# Pilot light button on furnace won't turn



## whydonchathen (Oct 4, 2008)

I'm trying to light my furnace pilot light, but for some reason the pilot light button will not turn so I can light the gas. For some reason the pilot light went off some time is the summer, and now that it's turned cold again....

This happened once before, seven years ago. The furnace is a Roberts-Gordon, 25 years old.

I know what I need to do to light this (there's a sticker inside that explains how to light the Pilot), now the only thing stopping me is that the Pilot Light button will not turn. It says "depress button and turn counter-clockwise from OFF to PILOT. then light the gas with a taper (long match). Hold button down for sixty seconds, then release, pilot should stay lit. Then turn the button further counter-clockwise to ON." (I'm paraphrasing)

Well my problem is that the button is already in the ON position, so I want to turn it to PILOT. I press down but it won't turn, either clockwise or counter-clockwise. I can't turn it to the PILOT position. Something, (I'm guessing that it's probably a safety feature), is stopping the button from turning. :huh:

Can anybody explain what I need to do to get the button to turn to PILOT so I can light it?

Thanks in advance I hope I've explained sufficiently and not been too long-winded....


----------



## SD515 (Aug 17, 2008)

Going from on to pilot can vary. Some go from on to pilot by just turning, no pushing. Some require a slight push down, but not all the way, some are pushed all the way (rare...at least what I've encountered). Not saying it can't happen, but I haven't encountered one that is locked up totally and wouldn't turn. Try a varied amount of pushing down...but don't force it.


----------



## whydonchathen (Oct 4, 2008)

hey Kyle,

thanks for the speedy reply, I was out, just got home.... well I did try varying amounts of pushing, and I tried turning the button without the pushing, nothing works. It's like it's locked in the ON position.... I'll try again, but I already tried two sessions of it, it wouldn't turn. I think there's some kind of preventative safety going on...... I'm missing smth.....


----------



## SD515 (Aug 17, 2008)

I'm not sure. Maybe try Google with the furn model & serial number. Also try the gas valve manufacturers name and model number. 
Can you post a photo?


----------



## biggles (Jan 1, 2008)

you can't :no:go from ON to PILOT you need to turn it to OFF press it down and turn it to pilot and hold it down...light it hold it 60 seconds(till the thermal couple heats up) and release it...pilot should stay ON....then turn to ON now!


----------



## fireguy (May 3, 2007)

biggles said:


> you can't :no:go from ON to PILOT you need to turn it to OFF press it down and turn it to pilot and hold it down...light it hold it 60 seconds(till the thermal couple heats up) and release it...pilot should stay ON....then turn to ON now!

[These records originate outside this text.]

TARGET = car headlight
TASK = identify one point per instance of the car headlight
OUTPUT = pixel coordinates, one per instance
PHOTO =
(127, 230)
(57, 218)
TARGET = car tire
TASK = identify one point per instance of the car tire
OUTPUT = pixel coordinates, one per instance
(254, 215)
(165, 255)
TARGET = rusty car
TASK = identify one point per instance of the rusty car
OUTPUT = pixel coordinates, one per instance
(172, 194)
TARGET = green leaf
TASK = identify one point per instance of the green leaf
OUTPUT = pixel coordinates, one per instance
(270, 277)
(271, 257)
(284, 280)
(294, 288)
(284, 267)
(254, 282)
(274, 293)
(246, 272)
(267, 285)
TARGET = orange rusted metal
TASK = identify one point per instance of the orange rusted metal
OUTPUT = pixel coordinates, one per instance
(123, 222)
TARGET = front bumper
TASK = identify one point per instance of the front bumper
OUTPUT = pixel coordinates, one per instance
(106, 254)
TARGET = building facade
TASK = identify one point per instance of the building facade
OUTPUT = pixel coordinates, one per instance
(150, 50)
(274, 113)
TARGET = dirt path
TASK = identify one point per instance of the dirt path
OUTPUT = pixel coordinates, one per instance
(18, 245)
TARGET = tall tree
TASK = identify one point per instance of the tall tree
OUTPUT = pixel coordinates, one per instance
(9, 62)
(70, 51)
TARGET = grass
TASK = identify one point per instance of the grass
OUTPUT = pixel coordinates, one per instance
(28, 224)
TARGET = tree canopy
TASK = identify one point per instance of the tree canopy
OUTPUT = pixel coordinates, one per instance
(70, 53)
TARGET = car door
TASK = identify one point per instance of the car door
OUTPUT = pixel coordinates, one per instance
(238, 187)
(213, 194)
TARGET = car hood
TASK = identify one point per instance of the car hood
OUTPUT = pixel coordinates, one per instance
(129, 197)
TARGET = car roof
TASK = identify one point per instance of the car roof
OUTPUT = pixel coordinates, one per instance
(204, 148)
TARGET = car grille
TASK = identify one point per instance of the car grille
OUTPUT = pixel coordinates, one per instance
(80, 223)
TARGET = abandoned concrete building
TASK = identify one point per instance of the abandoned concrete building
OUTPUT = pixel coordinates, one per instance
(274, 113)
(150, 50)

On occassion I get to light appliances. Some of those I see are turn to the pilot position, then push down to light. Some are push down and then turn. 

Foolish question, the ball valve is on? If the handle is in-line with the pipe, it is on. If the handle is purpindicular to the pipe, it is off.


----------



## karolc (Jan 19, 2015)

My knob was frozen. I removed the plastic housing and turned the metal spindle to OFF with a wrench. I sprayed it with WD 40, turned it back and forth til it was moving, replaced the plastic housing and was able to rotate to the PILOT position.


----------



## danpik (Sep 11, 2011)

karolc said:


> I sprayed it with WD 40,


 Now, at some point in the future, you will most likely need to replace that gas valve as WD 40 is not good for seals. You also do realize you dredged up a 7 year old thread


----------



## flhtcu (Oct 12, 2014)

So the OP's furnace is over 30 years old now! Hope he got it fixed or replaced.


----------